The problem I have with software engineering papers is the widespread use of simplistic techniques (e.g., a Wilcoxon signed-rank test to check the significance of the difference between the means of two samples), and reporting little more than p-value significance; yes, included plots may sometimes be visually appealing, but other times just confused.

If researchers fitted regression models to their data, it becomes possible to estimate the contribution made by each of the attributes measured to the observed behavior. Surprisingly often, the size of the contribution is relatively small, while still being statistically significant.

By not building regression models, software researchers are cluttering up the list of known statistically significant behaviors with findings about factors whose small actual contribution makes it unlikely that they will be of practical interest.

p-values in software engineering

September 9, 2016 2 comments

Data relating to software engineering activities is starting to become common and the results of any statistical analysis of data will include something known as the p-value.

Most of the time having a p-value below some cut-off value is a good thing, but sometimes good things occur when the value is above the cut-off (see p-values for programmers for details about what the p-value is).

A commonly encountered cut-off value is 0.05 (sometimes written as 5%).

Where did this 0.05 come from? It was first proposed in 1920s by Ronald Fisher. Fisher’s Statistical Methods for Research Workers and later Statistical Tables for Biological, Agricultural, and Medical Research had a huge impact and a p-value cut-off of 0.05 became enshrined as the magic number.

To quote Fisher: “Either there is something in the treatment, or a coincidence has occurred such as does not occur more than once in twenty trials.”

Once in twenty was a reasonable level for an event occurring by chance (rather than as a result of some new fertilizer or drug) in an experiment in biological, agricultural or medical research in 1900s. Is it a reasonable level for chance events in software engineering?

A one in twenty chance of a new technique resulting in a building falling down would not be considered acceptable in civil engineering. In high energy physics a p-value of 3*10^{-7} is used to decide whether a new particle has been discovered (or not).

In business p-values should be treated as part of cost/benefit analysis. How confident are we that this effect is for real, how much would it cost to be right or wrong about it? Using a cut-off value to make yes/no decisions (e.g., 0.049 yes, 0.051 no) is very simplistic decision making.

To get a paper published in a software engineering journal requires any data analysis to have p-values below 0.05. In this regard the editors are aping journals in the social sciences; in fact the high impact social science journals require p-values below 0.01 (the high impact journals receive more submissions and can afford to be choosier about what they publish).

What is a sensible choice for a p-value cur-off in software engineering journals? The simple answer is: As low as possible, given the need to accept X papers per month for publication. A more complicated answer would involve different cut-offs for different kinds of measurements, e.g., measuring people or measuring code.

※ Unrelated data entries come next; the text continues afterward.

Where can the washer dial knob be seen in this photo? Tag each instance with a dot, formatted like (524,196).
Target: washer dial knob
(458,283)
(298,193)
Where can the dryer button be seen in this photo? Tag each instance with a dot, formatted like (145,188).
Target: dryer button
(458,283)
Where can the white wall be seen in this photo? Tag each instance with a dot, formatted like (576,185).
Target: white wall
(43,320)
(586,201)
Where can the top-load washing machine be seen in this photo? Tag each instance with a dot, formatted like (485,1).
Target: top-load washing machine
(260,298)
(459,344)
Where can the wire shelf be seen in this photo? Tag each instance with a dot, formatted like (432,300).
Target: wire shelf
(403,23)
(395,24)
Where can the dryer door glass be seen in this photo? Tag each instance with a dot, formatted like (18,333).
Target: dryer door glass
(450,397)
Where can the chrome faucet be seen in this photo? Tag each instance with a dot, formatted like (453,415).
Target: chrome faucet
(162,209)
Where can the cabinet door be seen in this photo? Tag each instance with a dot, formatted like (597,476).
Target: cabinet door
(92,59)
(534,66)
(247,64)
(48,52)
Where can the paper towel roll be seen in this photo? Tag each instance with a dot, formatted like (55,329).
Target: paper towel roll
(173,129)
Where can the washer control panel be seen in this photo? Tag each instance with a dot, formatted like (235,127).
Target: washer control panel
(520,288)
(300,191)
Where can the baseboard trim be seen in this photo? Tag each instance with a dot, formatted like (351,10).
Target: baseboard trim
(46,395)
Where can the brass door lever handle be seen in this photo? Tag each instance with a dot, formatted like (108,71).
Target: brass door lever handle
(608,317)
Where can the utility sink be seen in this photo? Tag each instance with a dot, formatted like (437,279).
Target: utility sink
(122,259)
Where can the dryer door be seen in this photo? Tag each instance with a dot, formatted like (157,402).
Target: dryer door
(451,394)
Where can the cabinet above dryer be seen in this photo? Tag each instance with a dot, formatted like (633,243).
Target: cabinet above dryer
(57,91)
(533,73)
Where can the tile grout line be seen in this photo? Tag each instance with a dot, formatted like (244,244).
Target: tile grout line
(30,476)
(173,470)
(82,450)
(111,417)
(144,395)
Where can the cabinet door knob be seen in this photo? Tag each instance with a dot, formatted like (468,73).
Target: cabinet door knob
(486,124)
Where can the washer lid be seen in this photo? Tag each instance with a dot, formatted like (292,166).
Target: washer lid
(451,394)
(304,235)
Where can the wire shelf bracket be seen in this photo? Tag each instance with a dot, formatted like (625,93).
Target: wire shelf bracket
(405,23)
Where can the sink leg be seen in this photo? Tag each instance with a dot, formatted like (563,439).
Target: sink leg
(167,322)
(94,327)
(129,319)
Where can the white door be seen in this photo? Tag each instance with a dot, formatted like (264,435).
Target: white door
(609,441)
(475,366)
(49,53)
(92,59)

While the p-value attracts plenty of criticism, there is nothing wrong with p-values. Use of p-values has a dominant market position in statistics and they are frequently misused by the clueless and those wanting to mislead their audience. Any other technique is just as likely to be misused, if not more so.

The killer phrase associated with p-values is “statistically significant”, often abbreviated to just “significant”. How people love to describe the results of their measurements as being shown to be “significant”. Of course, I am free to choose whatever p-value cut-off I like for my experiments and then claim the results are significant. I have had researchers repeatedly tell me that their results were “significant”, every time I asked them about p-values; a serious red flag.

When dealing with statistical results, ask yourself what the reported p-values mean to you. Don’t accept the 0.05 is the cut-off that everybody uses nonsense. If the research won’t reveal actual p-values, walk away from the snake oil.